A literature major who has a deep interest in scripture and belief is a dangerous person.

I was taught early on in my life that the Bible was God-inspired and that God told the authors what to write. What I came to understand as I grew up was that (1) the authors that my early educators taught me were the authors probably weren't and (2) that the scripture was rooted in a deep oral tradition, in other words, the stories of the Old Testament were passed on for generations by word of mouth. They were written down years or centuries after the stories were supposed to occur.

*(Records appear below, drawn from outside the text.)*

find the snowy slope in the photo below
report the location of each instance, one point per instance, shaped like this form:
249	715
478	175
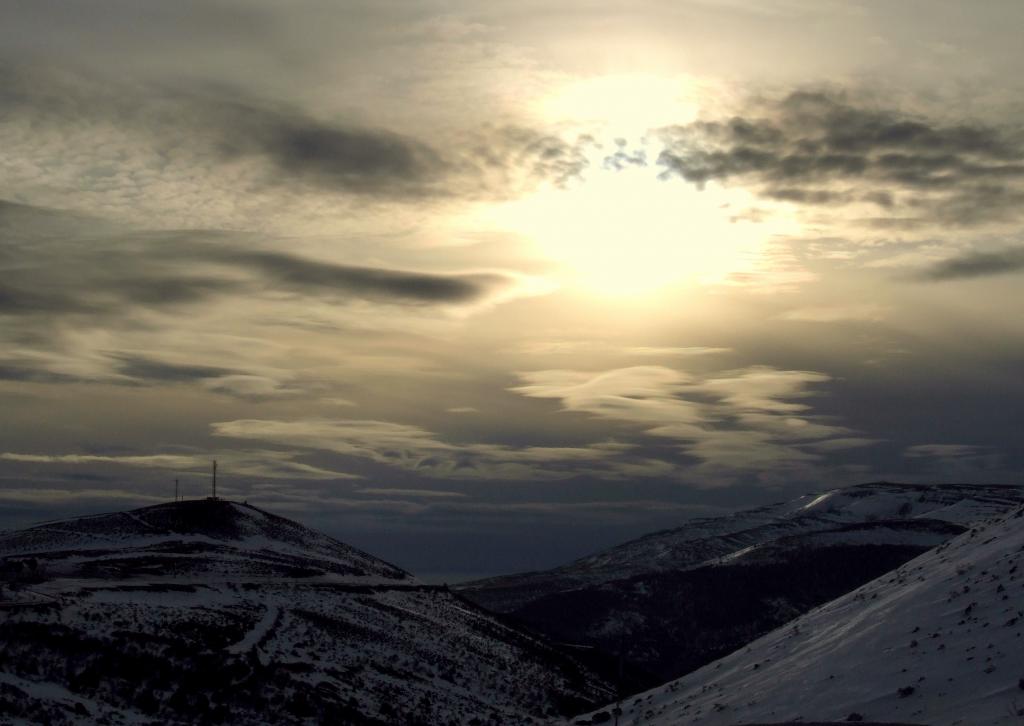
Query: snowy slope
207	538
704	541
940	641
216	611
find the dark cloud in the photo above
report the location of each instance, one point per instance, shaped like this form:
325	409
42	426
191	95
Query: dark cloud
327	155
977	264
47	271
823	148
296	148
312	276
29	374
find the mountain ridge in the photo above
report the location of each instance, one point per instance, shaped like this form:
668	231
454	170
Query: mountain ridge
214	611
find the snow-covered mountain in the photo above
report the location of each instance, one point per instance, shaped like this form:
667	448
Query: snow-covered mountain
216	611
701	541
939	641
673	601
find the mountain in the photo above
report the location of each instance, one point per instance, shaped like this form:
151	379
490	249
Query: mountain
214	611
672	601
938	641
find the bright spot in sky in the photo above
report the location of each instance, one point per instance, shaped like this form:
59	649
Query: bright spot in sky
626	104
628	233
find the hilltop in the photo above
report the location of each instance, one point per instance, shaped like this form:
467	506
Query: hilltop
675	600
938	642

Then they were translated to Latin, then German, then English, and then other languages.

Translation is not a perfect art. Words in one language don't line up with words in another. Sometimes translators have "agendas" and tell the story with "spin." Some ideas are left out, while others are emphasized.

Can something that has been through this kind of work be "inerrant?" I don't believe it can. God is inerrant, but people, being who we are, are not;therefore, what we write down, even if it is God-inspired, by default is not "inerrant." My friend, Julie, mentioned that she was taught that even though the translation is not exact, "God would make it right." I've also been told over and over again that if something in the translation doesn't make sense, then maybe it's a thought that is "not something we need right now."

Sounds like some serious avoidance of deeper thought to me.

So Does the Lack of Inerrancy Mean the Bible is Without Value?

I'm a literature major, so I will approach this question as such. I have read at least two translations of Beowulf, and three translations of Dante's Inferno. There are also the countless interpretations of Greek plays and stories, and other tales I've heard that are orally based. Despite the differences in wording, the basic stories, the basic themes are still at the core of the literature. The literature still has it's intrinsic value because the heart of the literature is still in place and still resonates, despite the wording.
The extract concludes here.